Section 41 MLR: Model Selection
Multiple Linear Regression: Model Selection
41.1 Statistical Model
\[ \large y_{i} = \beta_0 + \beta_1 x_{1i} + \beta_2 x_{2i} + ... + \beta_p x_{pi} + \epsilon_{i} \]
\[ i = 1,...,n; \space p = \space number \space of \space predictors \]
41.2 Optimal Model Selection
- As the model with all predictors will always show the smallest RSS and highest \(R^2\), therefore, RSS and \(R^2\) are not suitable for selecting the best model among a collection of models with different numbers of predictors. 
- However, it is not a good idea to develop a model including all available predictors. 
- The model with smaller number of variables that fits the data adquately is generally the best. 
- The parsimonious model excludes correlated predictors, decreases overfitting, decreases noise to the prediction and enhances prediction accuracy and model interpretability. 
- The parsimonious model is also less time and resource intensive since few predictors need to be recorded. 
- Variable selection or model selection, therefore, is an important step in the model development. 
- Criteria used to choose an optimal model by adjusting the training error are: Adjusted \(R^2\), AIC, BIC, Mallow’s Cp statistics. 
- Other criteria used for adjusting both training and testing error: Validation and Cross-validation. 
- The above crieteria are followed while implementing different methods of model selection like Subset selection, Forward and Backward Stepwise selection. 

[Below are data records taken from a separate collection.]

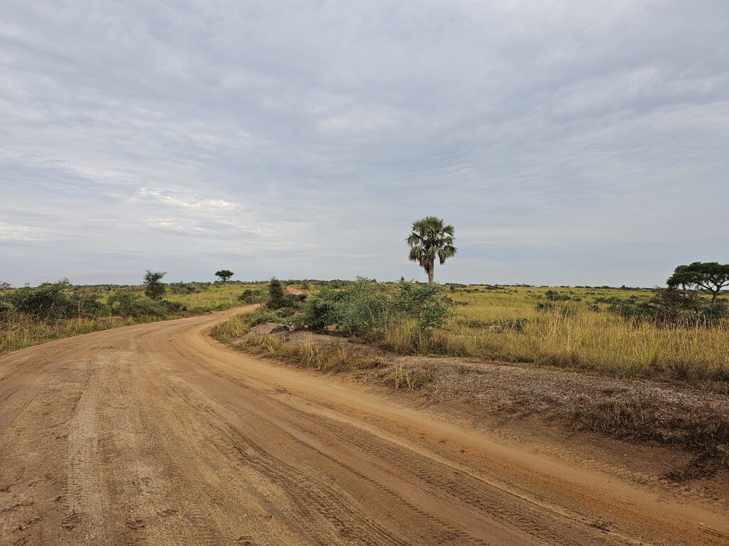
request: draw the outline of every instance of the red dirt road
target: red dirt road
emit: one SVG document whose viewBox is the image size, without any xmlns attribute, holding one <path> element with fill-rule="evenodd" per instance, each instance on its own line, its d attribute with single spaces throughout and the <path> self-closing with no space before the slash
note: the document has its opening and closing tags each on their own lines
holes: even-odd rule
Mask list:
<svg viewBox="0 0 729 546">
<path fill-rule="evenodd" d="M 0 544 L 729 544 L 729 510 L 235 352 L 231 312 L 0 357 Z"/>
</svg>

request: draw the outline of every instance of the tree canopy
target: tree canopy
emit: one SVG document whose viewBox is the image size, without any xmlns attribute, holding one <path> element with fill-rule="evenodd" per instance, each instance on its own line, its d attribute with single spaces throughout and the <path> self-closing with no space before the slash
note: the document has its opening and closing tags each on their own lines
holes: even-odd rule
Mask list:
<svg viewBox="0 0 729 546">
<path fill-rule="evenodd" d="M 679 266 L 666 282 L 670 287 L 698 290 L 703 288 L 712 293 L 712 303 L 716 301 L 719 292 L 729 286 L 729 264 L 716 261 L 695 261 Z"/>
<path fill-rule="evenodd" d="M 453 226 L 445 226 L 435 216 L 426 216 L 413 223 L 412 232 L 405 240 L 410 248 L 408 259 L 425 269 L 428 282 L 433 282 L 435 259 L 441 265 L 453 256 L 457 249 L 453 246 Z"/>
<path fill-rule="evenodd" d="M 217 277 L 219 279 L 220 279 L 220 280 L 222 280 L 223 282 L 227 281 L 235 273 L 233 273 L 230 269 L 221 269 L 220 271 L 215 272 L 215 276 Z"/>
<path fill-rule="evenodd" d="M 149 299 L 162 299 L 166 288 L 162 282 L 162 277 L 167 274 L 165 271 L 149 271 L 144 272 L 144 293 Z"/>
</svg>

- Other methods of parsimonious model development are: Shrinkage (regularisation) (Ridge, Lasso, Elastic Net), Dimension reduction (PCR, PLS) 
41.3 Adjusted Coefficient of Determination (Adjusted R2)
\[ \large Adj.R^2 = 1 - \frac{Residual \space SS \space / df_{resdual}}{Total \space SS / \space df_{total}} \]
\[ \large Adj.R^2 = 1 - \frac{RSS \space / (n-p)}{TSS / \space (n-1)}\]
- A model with large value of adjusted \(R^2\) indicates the model has a small training (test) error - larger is better.
41.4 Mallow’s Cp statistic
\[ \large C_p = \frac{1}{n} (RSS + 2p\hat\sigma^2) \]
- A model with smallest \(C_p\) value indicates the model has the smallest training (test) error amongst all models - smaller is better.
41.5 Akaike Information Content (AIC)
\[ \large AIC = -2logL + 2p \]
- For Gaussian error with least squares, AIC can be estimated as:
\[ \large AIC = \frac{1}{n\hat\sigma^2} (RSS + 2p\hat\sigma^2) + constant\]
- A model with smallest \(AIC\) value indicates the model has the smallest training (test) error amongst all models - smaller is better.
41.6 Bayesian Information Content (BIC)
\[ \large BIC = -2logL + log(n)\space p \]
- For Gaussian error with least squares, BIC can be estimated as:
\[ \large BIC = \frac{1}{n\hat\sigma^2} (RSS + log(n) \space p\hat\sigma^2) + constant\]
- A model with smallest \(BIC\) value indicates the model has the smallest training (test) error amongst all models - smaller is better.